Personal information
- Born: 21 February 2001 (age 25)

Sport
- Sport: Swimming

Medal record
Men's swimming
Representing Algeria
African Games
| Gold medal – first place | 2019 Rabat | 100 m backstroke |
| Silver medal – second place | 2019 Rabat | 50 m backstroke |
| Silver medal – second place | 2019 Rabat | 200 m backstroke |
| Bronze medal – third place | 2019 Rabat | 4×100 m medley relay |
African Championships
| Gold medal – first place | 2022 Tunis | 100 m backstroke |
| Gold medal – first place | 2022 Tunis | 200 m backstroke |
| Silver medal – second place | 2021 Accra | 50 m backstroke |
| Silver medal – second place | 2022 Tunis | 50 m backstroke |
| Silver medal – second place | 2022 Tunis | 4×100 m medley relay |
| Silver medal – second place | 2022 Tunis | 4×100 m mixed medley |
| Bronze medal – third place | 2018 Algiers | 50 m backstroke |

= Abdellah Ardjoune =

Algerian swimmer (born 2001)

Abdellah Ardjoune (born 21 February 2001) is an Algerian swimmer.

He represented Algeria at the 2018 Summer Youth Olympics held in Buenos Aires, Argentina and at the 2018 African Swimming Championships held in Algiers, Algeria.

He competed in swimming at the 2019 African Games held in Rabat, Morocco.

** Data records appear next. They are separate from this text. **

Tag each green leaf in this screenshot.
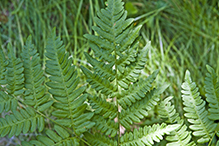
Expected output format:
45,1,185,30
181,70,216,143
6,43,24,96
37,100,54,112
0,107,41,138
204,65,219,121
120,123,180,146
45,28,94,135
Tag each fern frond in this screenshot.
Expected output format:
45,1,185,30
204,65,219,121
120,123,179,146
89,43,115,63
92,115,118,137
158,96,179,123
158,97,195,146
21,125,80,146
0,48,8,86
118,70,158,109
84,132,117,146
45,29,94,135
117,40,150,85
116,42,138,72
0,107,44,138
166,119,196,146
81,66,118,96
120,89,160,129
6,43,24,96
88,94,117,119
82,0,161,143
84,52,116,81
21,36,53,111
0,91,17,113
181,70,216,143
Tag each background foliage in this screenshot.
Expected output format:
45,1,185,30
0,0,219,145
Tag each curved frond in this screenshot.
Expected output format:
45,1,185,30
21,36,53,111
120,123,179,146
45,29,94,135
0,107,44,138
0,91,17,113
84,132,117,146
181,70,216,143
204,65,219,121
21,125,80,146
6,43,24,96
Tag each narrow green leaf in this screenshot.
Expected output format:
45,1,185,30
37,116,45,132
54,125,70,139
46,129,62,143
37,100,54,112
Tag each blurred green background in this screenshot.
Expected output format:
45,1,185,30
0,0,218,144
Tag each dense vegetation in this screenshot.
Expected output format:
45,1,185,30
0,0,218,145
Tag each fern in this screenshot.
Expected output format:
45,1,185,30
0,48,8,87
181,70,216,143
0,29,94,145
120,123,179,146
1,0,218,145
21,36,53,111
84,132,118,146
204,65,219,121
5,43,24,96
81,0,178,145
45,29,95,136
22,125,80,146
0,91,17,114
158,96,195,146
0,107,44,138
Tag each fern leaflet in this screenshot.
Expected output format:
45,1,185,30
158,96,195,146
21,36,53,111
120,123,179,146
0,107,44,138
181,70,216,143
6,43,24,96
204,65,219,121
0,48,8,86
22,124,80,146
45,28,95,135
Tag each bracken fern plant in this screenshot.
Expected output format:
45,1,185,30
0,0,219,146
80,0,180,145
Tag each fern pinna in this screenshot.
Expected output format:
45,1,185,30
81,0,178,145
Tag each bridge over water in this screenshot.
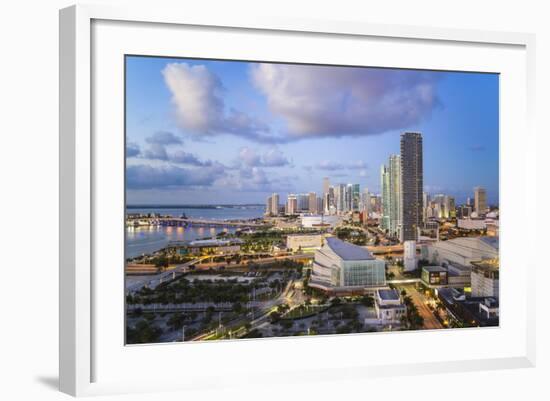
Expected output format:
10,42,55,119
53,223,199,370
156,217,270,228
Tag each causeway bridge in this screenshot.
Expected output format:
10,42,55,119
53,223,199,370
156,217,270,228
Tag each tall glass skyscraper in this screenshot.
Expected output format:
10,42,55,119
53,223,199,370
388,155,401,238
352,184,360,211
380,165,390,231
380,155,401,238
400,132,423,242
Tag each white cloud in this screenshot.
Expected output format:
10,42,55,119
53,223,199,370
162,63,271,141
145,131,183,145
126,164,223,190
315,160,368,170
126,142,140,157
251,63,441,139
238,147,290,167
143,143,168,161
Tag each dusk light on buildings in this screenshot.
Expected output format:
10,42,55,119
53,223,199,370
124,55,499,343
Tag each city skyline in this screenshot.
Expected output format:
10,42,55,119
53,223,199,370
126,56,499,205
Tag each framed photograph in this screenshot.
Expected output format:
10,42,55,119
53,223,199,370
60,4,536,397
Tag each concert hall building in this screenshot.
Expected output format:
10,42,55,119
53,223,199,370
309,237,386,295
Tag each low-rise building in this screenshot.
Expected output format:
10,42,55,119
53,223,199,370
457,218,486,230
486,220,499,236
171,238,243,256
421,266,448,287
374,289,406,324
301,214,342,228
479,297,499,320
436,288,499,327
286,234,324,252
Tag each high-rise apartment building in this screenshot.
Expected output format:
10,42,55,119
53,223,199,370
361,188,371,215
271,193,279,216
380,155,401,238
388,155,401,238
286,194,297,215
345,184,353,212
316,196,323,214
400,132,423,242
380,165,390,231
308,192,317,213
328,186,335,213
265,195,272,215
297,193,309,211
337,184,346,214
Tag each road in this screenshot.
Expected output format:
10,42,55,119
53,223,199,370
158,217,269,228
189,277,297,341
194,252,314,270
396,284,443,330
125,257,206,293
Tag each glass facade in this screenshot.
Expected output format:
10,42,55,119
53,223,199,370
342,260,386,287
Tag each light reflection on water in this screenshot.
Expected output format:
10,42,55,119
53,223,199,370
125,206,263,258
126,225,234,258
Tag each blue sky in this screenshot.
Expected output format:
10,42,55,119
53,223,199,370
125,56,499,205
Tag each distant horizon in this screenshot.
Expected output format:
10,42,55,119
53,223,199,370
126,56,499,205
126,193,500,209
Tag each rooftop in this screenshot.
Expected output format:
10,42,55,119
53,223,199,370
471,258,499,271
480,236,499,251
325,237,374,261
422,265,447,273
378,289,400,301
188,238,243,247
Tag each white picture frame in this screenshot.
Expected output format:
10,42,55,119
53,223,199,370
59,4,536,397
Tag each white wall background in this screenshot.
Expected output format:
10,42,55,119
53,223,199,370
0,0,547,399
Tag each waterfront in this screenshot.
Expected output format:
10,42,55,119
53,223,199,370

He won the gold medal in the 100 metre backstroke event. He also set a new Games record in this event with a time of 55.02. He won the silver medals in both the 50 metre backstroke and 200 metre backstroke events. He also won the bronze medal in the 4 × 100 m medley relay event.

He represented Algeria at the 2022 Mediterranean Games held in Oran, Algeria. He competed in the 50 metre backstroke, 100 metre backstroke and 200 metre backstroke events. He also competed in the men's 4 × 100 metre medley relay.